Birgit Pfaff, Connie Hildebrandt-Büchler und Ulrich Mansfeld lasen aus verschiedenen Büchern. Foto: Rennig Foto: Schwarzwälder-Bote

Literatur: "Nagold liest" im "Mykonos" / Leseteam des Bürgerforums hat fast 50 Zuhörer

Von Barbara Rennig

Dass "fremdgehen" nicht zwangsläufig mit einem Seitensprung zu tun hat, konnten die fast 50 Zuhörer der jüngsten Veranstaltung des AK Kultur im Bürgerforum erfahren, die sich im Restaurant "Mykonos" zu "Nagold liest und geht fremd" einfanden.

Nagold. Auf ganz vielfältige Weise schauten die Vorleser Connie Hildebrandt-Büchler, Birgit Pfaff und Ulrich Mansfeld symbolisch über den heimischen Tellerrand hinaus und nahmen das Publikum auf eine Reise mit, in der ebenso kulinarische Liebschaften eine Rolle spielten. In die Fremde gehen heißt auch: seine Heimat verlassen (müssen), seiner Familie abhanden kommen, wie der Protagonist des Romans "Sophia". Ulrich Mansfeld stellte den 1946 in Damaskus gebürtigen arabisch-deutschen Autor Rafik Schami vor, selbst Lebenswanderer zwischen ganz unterschiedlichen Welten, der dies im zerrissenen Weg seiner Hauptperson Salman spiegelt: Die Entwurzelung, die Sehnsucht nach der Heimat, die Dualität zwischen Sprachen, Religionen, Sitten und Gebräuchen.
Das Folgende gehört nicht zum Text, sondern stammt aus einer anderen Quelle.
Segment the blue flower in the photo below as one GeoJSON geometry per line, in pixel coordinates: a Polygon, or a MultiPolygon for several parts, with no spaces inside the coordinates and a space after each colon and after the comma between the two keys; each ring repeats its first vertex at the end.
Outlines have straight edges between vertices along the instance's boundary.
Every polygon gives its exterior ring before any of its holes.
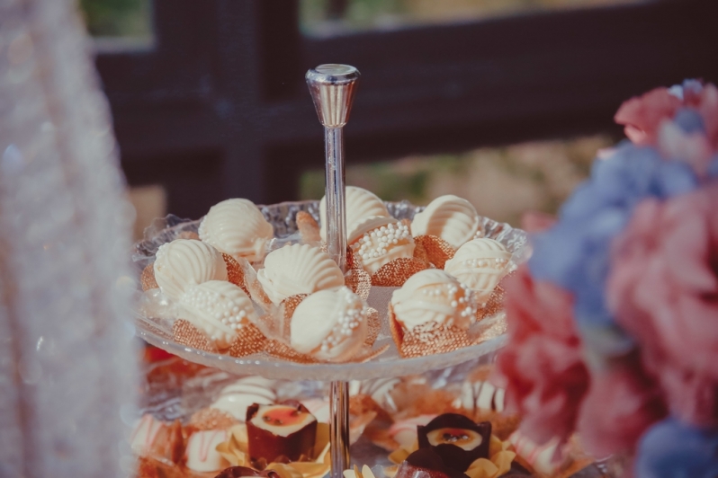
{"type": "Polygon", "coordinates": [[[701,430],[667,419],[646,431],[638,446],[636,478],[715,478],[718,430],[701,430]]]}
{"type": "Polygon", "coordinates": [[[604,300],[612,240],[644,199],[665,199],[697,187],[687,164],[624,142],[610,158],[594,162],[590,179],[563,205],[557,225],[532,238],[532,274],[573,292],[579,325],[612,326],[604,300]]]}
"Roman über eine verlorene Welt"

Mit dem vielschichtigen "Roman über eine verlorene Welt" nahm Vorleser Mansfeld die Zuhörer auf Stationen im Leben Salmans mit, der nach Jahrzehnten in der Fremde seine Heimat Syrien erschreckend verändert vorfindet. Spannend auch der zweite Beitrag von Connie Hildebrandt-Büchler über die polyglotte Helena Hencken, die 2013 allein den Iran bereiste und ihre Erlebnisse in "We would rock" schildert, als Reminiszenz an fast 60 Tage im ehemaligen Persien, 80 Einladungen, Hunderte Tassen Tee und die Gastfreundschaft der Einheimischen in arabischer Manier von hinten nach vorne, von rechts nach links zu lesen. Mit der erheiternden "Anekdote zur Senkung der Arbeitsmoral" (Heinrich Böll) setzte Birgit Pfaff einen Akzent vor der Lesepause, ehe Köstlichkeiten aus der griechischen Küche kredenzt wurden.
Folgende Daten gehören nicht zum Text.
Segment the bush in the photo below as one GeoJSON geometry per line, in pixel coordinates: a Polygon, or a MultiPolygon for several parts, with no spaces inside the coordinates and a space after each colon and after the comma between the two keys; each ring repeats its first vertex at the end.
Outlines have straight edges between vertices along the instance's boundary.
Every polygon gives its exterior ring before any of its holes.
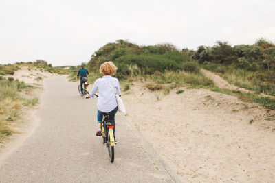
{"type": "Polygon", "coordinates": [[[187,72],[198,73],[199,70],[197,63],[195,62],[184,62],[182,64],[182,67],[184,70],[187,72]]]}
Mit Dorothea Keulers "Provokante Weibsbilder" (Lebensläufe von Frauen in Württemberg) setzte Connie Hildebrandt-Büchler die Reise fort – ins frühe 18. Jahrhundert, zu der Begegnung zwischen der Waise Luziana und Joseph Süßkind Oppenheimer, Finanzberater des württembergischen Herzogs Alexander. In Zeiten strenger Standes- und Konfessionsgrenzen kann ihre Verbindung weder geheim bleiben, noch standhalten. Als Oppenheimer hingerichtet wird, verliert die der Unzucht bezichtigte Luziana alles: ihr Kind, ihren Gefährten, ihren Lebensmittelpunkt.

Der vor kurzem verstorbene Roger Willemsen war nicht nur ein Mensch, der zwischen Patagonien und Alaska alle Erdteile bereiste, sondern auch ein brillant mit der Sprache spielender Autor, aus dessen "Enden der Welt" Ulrich Mansfeld las.

"Enden" ist dabei durchaus in mehrfachem Sinn zu verstehen: Als geografische Größe, aber auch als Schlusspunkt von Beziehungen. Die Zuhörer erlebten die Wanderung einer Gruppe verkaterter Freunde am Neujahrsmorgen in "die neinsagende Landschaft" der verschneiten Eifel hinein. Um penetrante Petersilie geht es unter anderem in "Kulinarische Liebschaften" von Andreas Staikos, vorgestellt von Birgit Pfaff: Dimitris und Damoklis, Nachbarn und leidenschaftliche Köche, wetteifern um Nana, in die sie beide verliebt sind: Dem erheiternden Duell kann der Leser ebenso mit dem Ausprobieren der mit veröffentlichten Rezepte folgen.

Reichlich Beifall für einen langen Leseabend

Wenn man sich trotz der breiten Palette an Beiträgen auch hier und da etwas Straffung gewünscht hätte, quittierte das Publikum den langen Leseabend mit reichem Beifall.